RELATED: Dish and CBS Corp. face another dicey renewal just 3 years after last blackout

“Since 2013, Dish has dropped the signals of 29 different companies, representing nearly 400 television stations, clearly indicating that these tactics are commonplace for them,” CBS said in a statement. “This particular dispute is yet another example of the company punishing its subscribers instead of negotiating a fair carriage deal that reflects the current marketplace.”

Dish responded by informing customers that they can drop the Big Four broadcast networks altogether and save $10 on their monthly bill. Dish also said it will help “qualified” customers set up over-the-air antennas for free. Oh, and the satellite TV company reminded everyone about some claims made in CBS Corps.’ third-quarter earnings call last week. 
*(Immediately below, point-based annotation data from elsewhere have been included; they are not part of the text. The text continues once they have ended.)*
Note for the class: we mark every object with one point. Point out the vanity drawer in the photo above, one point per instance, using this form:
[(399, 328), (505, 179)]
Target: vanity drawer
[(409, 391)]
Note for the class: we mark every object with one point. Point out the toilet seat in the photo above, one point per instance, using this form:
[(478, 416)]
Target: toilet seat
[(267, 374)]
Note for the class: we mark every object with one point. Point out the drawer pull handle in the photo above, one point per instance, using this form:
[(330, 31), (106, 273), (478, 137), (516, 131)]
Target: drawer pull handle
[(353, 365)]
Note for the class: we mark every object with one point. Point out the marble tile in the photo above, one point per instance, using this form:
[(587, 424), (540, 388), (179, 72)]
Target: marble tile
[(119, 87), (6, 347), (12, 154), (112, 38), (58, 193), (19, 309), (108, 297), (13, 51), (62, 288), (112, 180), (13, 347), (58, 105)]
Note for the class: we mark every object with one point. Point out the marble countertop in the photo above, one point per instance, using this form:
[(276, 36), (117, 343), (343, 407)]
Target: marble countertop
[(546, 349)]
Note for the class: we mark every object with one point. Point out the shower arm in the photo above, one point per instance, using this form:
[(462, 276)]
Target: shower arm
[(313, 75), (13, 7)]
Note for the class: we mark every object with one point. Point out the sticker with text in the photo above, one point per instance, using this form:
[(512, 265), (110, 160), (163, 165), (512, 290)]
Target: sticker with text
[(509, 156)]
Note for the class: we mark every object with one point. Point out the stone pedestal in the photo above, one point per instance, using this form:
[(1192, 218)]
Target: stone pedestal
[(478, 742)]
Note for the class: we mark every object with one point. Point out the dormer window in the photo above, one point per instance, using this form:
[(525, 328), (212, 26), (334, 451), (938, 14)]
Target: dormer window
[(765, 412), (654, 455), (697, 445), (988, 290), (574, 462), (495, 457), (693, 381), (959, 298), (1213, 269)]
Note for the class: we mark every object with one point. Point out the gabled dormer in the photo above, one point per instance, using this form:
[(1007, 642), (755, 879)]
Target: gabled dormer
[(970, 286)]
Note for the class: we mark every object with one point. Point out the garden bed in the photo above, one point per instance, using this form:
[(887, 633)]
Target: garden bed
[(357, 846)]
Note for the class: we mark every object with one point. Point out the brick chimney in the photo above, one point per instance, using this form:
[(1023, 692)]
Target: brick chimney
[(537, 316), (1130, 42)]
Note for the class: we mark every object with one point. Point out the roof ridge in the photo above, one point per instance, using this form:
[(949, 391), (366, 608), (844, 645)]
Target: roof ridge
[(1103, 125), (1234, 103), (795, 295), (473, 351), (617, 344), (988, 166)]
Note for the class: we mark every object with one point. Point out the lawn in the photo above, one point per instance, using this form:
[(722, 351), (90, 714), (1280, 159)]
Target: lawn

“On a recent investor conference call, CBS boasted about the rate increases promised to shareholders, going from $250 million in 2012 to a forecasted $2.5 billion by 2020. Those desired increases come as Dish customers are watching less CBS, with average viewership down 20 percent over the past three years,” Dish said in a statement

“CBS is attempting to tax Dish customers on programming that’s losing viewers, tax Dish customers on programming available for free over the air, and tax Dish customers for content available directly from CBS,” added Warren Schlichting, Dish executive VP of marketing, programming and media sales. “Our customers are clear: they don’t want to pay a CBS tax. It’s regrettable and unnecessary that CBS is bringing its greed into the homes of millions of families this Thanksgiving.”

Dish said it made an extension proposal to CBS, which it said was rejected. Schlichting also made a point of reminding customers that CBS programming is available over-the-top.

“On top of free availability with an antenna, the fact that CBS makes its content available a la carte on a streaming app has further eroded the value of its content for Dish and our customers,” he said.